IMHO Stockfish is getting stronger almost daily. Its already gained 25 ELO since the DD release back in November 2013. Houdini used to destroy any engine at the time controls I tested at (15sec + .05sec). Those days appear to be over.
bnculp wrote:
1) I am running on an i7-2600k with NO hyperthreading
2) each engine is using 4 threads
In yet another attempt to clarify these issues, the i7-2600k is a 4 core/8 thread processor, so when you say you are running "no HT", you are saying you are using your GUI to set threads equal to 8 (HT) or threads equal to 4 (no HT)?
bnculp wrote:
1) I am running on an i7-2600k with NO hyperthreading
2) each engine is using 4 threads
In yet another attempt to clarify these issues, the i7-2600k is a 4 core/8 thread processor, so when you say you are running "no HT", you are saying you are using your GUI to set threads equal to 8 (HT) or threads equal to 4 (no HT)?
Hyperthreading is an option that I can control in the system BIOS for the i7-2600k.
I had it turned off for that test so only 4 total cores are available. If I turn it on then there are 8 total cores available. Yes I use the engine GUI to allocate threads to each engine but that is limited by the BIOS hyperthreading option (either ON or OFF) . Note that for the i7-3720QM in previous tests there is no BIOS option to turn HT off, so for those tests HT had to be enabled.
I know that Mark Young sometimes uses "HT on" (8 threads) or "HT off" (4 threads) in reference to the number of threads that the GUI allocates. That may be confusing. In my view HT on or HT off is a hardware BIOS setting.
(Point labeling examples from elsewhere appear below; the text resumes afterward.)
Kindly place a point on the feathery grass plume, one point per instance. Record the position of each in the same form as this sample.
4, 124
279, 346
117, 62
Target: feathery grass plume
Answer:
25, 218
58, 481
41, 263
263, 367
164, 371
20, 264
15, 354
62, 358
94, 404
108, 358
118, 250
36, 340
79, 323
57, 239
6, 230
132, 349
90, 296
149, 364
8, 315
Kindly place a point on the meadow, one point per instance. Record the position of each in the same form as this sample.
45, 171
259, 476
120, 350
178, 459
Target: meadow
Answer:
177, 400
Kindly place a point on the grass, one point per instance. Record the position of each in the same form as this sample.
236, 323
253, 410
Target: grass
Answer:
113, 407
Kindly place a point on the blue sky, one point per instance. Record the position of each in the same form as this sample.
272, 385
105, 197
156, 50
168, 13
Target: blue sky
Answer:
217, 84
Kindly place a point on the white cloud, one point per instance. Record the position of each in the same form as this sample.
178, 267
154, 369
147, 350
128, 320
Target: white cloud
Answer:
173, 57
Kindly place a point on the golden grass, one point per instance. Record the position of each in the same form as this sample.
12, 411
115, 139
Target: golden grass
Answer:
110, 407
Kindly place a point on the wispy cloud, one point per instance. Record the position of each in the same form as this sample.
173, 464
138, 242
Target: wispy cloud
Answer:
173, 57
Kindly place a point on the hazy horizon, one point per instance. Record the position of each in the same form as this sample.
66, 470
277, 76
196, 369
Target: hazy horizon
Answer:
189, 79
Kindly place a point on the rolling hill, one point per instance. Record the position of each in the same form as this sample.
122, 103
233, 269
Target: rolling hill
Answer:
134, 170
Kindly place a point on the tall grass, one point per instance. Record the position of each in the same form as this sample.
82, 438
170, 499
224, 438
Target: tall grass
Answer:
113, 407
P.S. I don't think 2m+12s is a weird TC. It is played by thousands of players. I play this time control myself. It is a popular online TC. And it is one of the default preset testing TC in the Houdini 4 GUI.
It is not weird, it is simply inefficient. Many dead drawn endgames have to be played to the bitter end taking 12 seconds per move. Another characteristic of it is that it largely removes time management as a factor, since the allocation of the base time is no longer significant and using an increment is pretty straightforward. Whether this is a plus or a minus is a matter of personal preference.
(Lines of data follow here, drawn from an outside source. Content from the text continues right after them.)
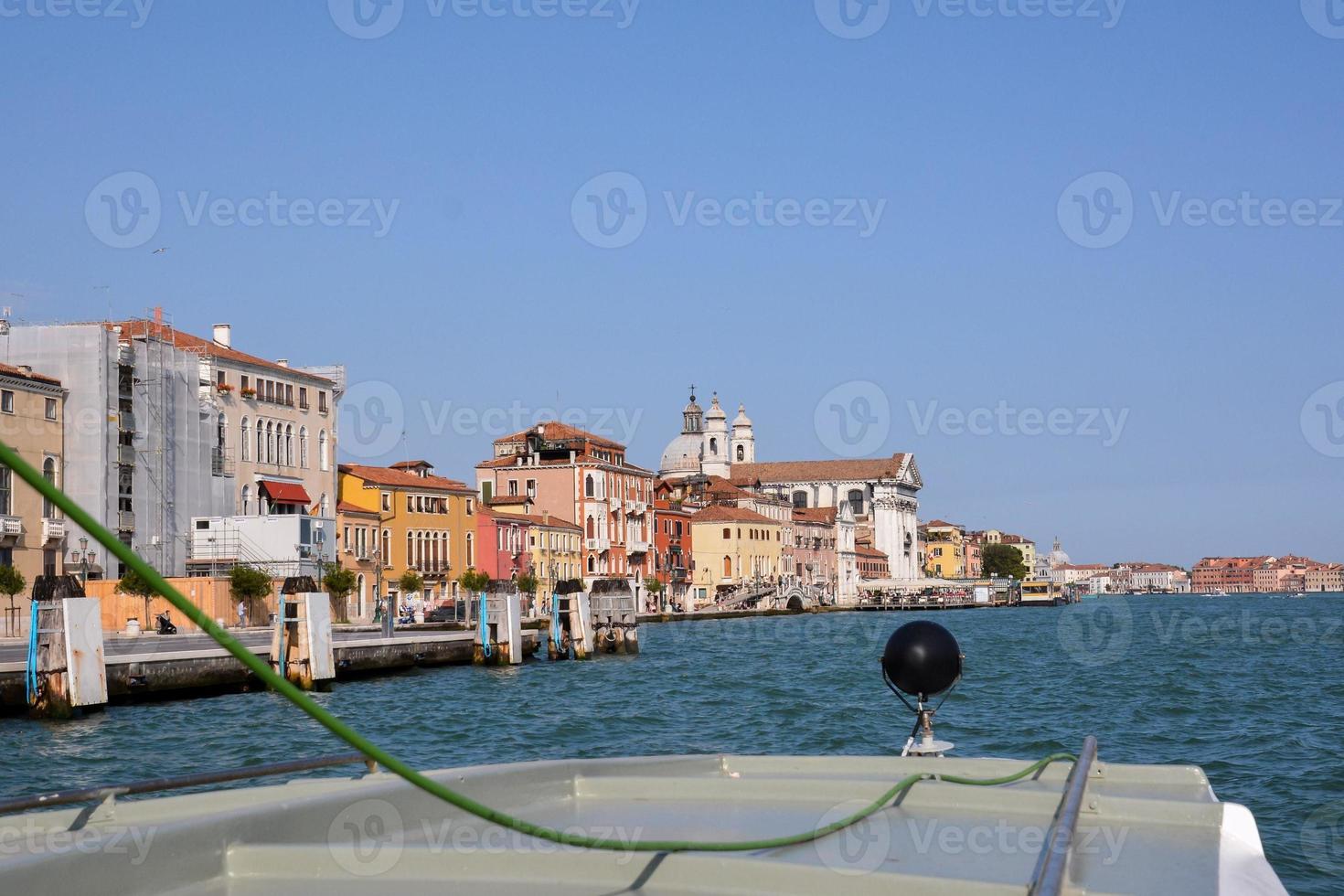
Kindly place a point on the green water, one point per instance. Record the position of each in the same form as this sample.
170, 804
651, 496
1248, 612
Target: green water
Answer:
1246, 687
It is weird because you effectively reduce games to fixed time per move (12sec), so you completely exclude TM component of tested engines and game quality per game length factor is really bad. Testing at this kind of TC just shows that a person performing such a test has no clue at all about chess engines or chess itself.
mwyoung wrote:...i am almost tired of being right.
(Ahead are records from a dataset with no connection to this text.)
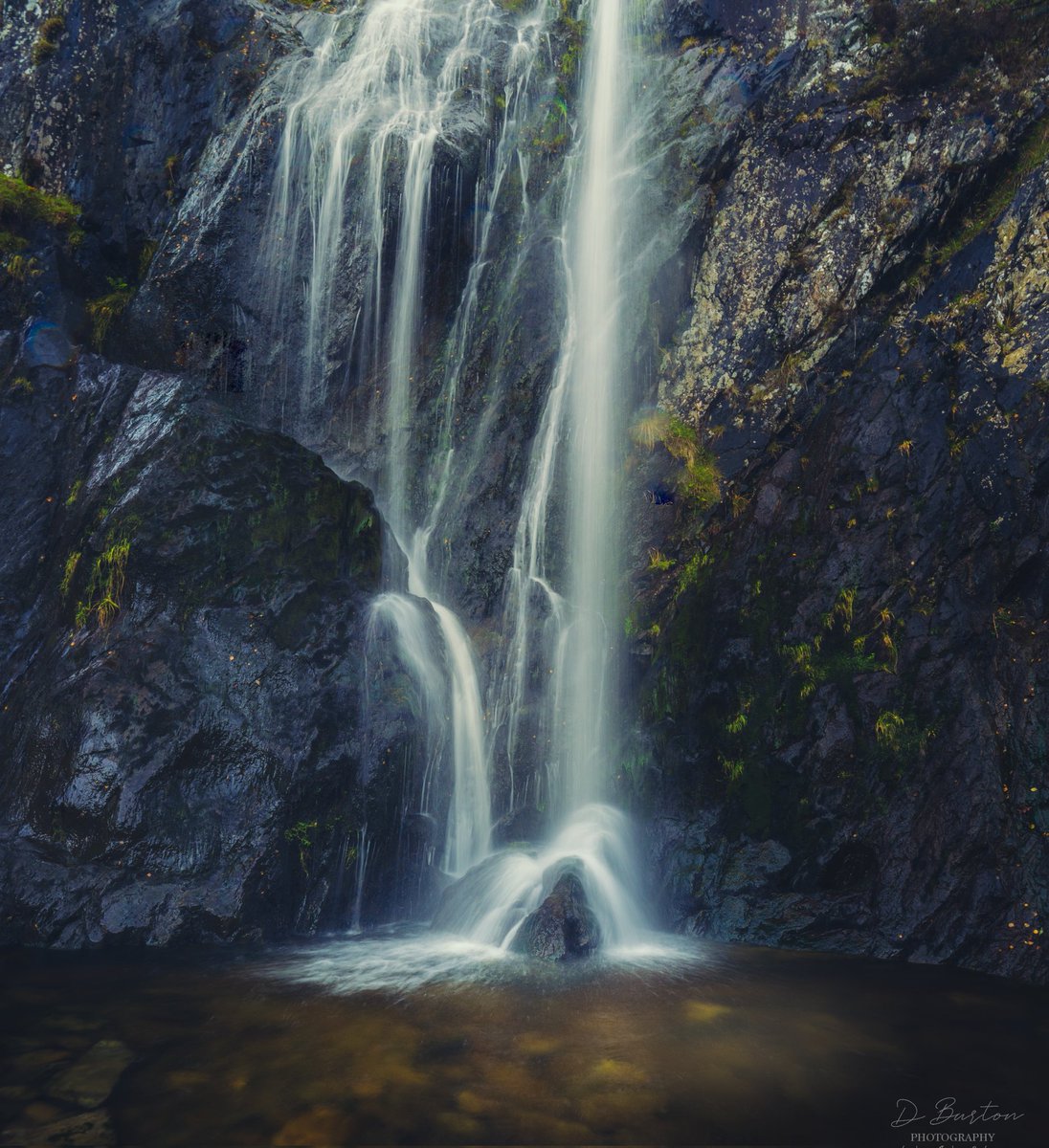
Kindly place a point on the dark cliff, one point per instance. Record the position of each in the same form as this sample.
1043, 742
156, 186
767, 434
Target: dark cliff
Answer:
838, 509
You were only right in giving the correct interpretation of the Elo in your table, as many people don't and I am surprised Ronald de Man also made that mistake.
For the rest, I still think you are a completely reckless tester, not even recognizing your results as completely off-base and looking at least for an explanation.
If my criticism and Larry's investigation had not helped, you would still be playing alone in your dark age cavern!
But redemption can come to all sinners...
Peace and love!
Larry's results changed nothing. Just again confirmed my findings. Your problem is you again don't like the results. I test and post regardless of what others like or dislike about my testing. I have many years experience testing engines. If you don't trust my results. Don't read them. There are many other people that post.
"The worst thing that can happen to a forum is a running wild attacking moderator(HGM) who is not corrected by the community." - Ed Schröder
But my words like silent raindrops fell. And echoed in the wells of silence.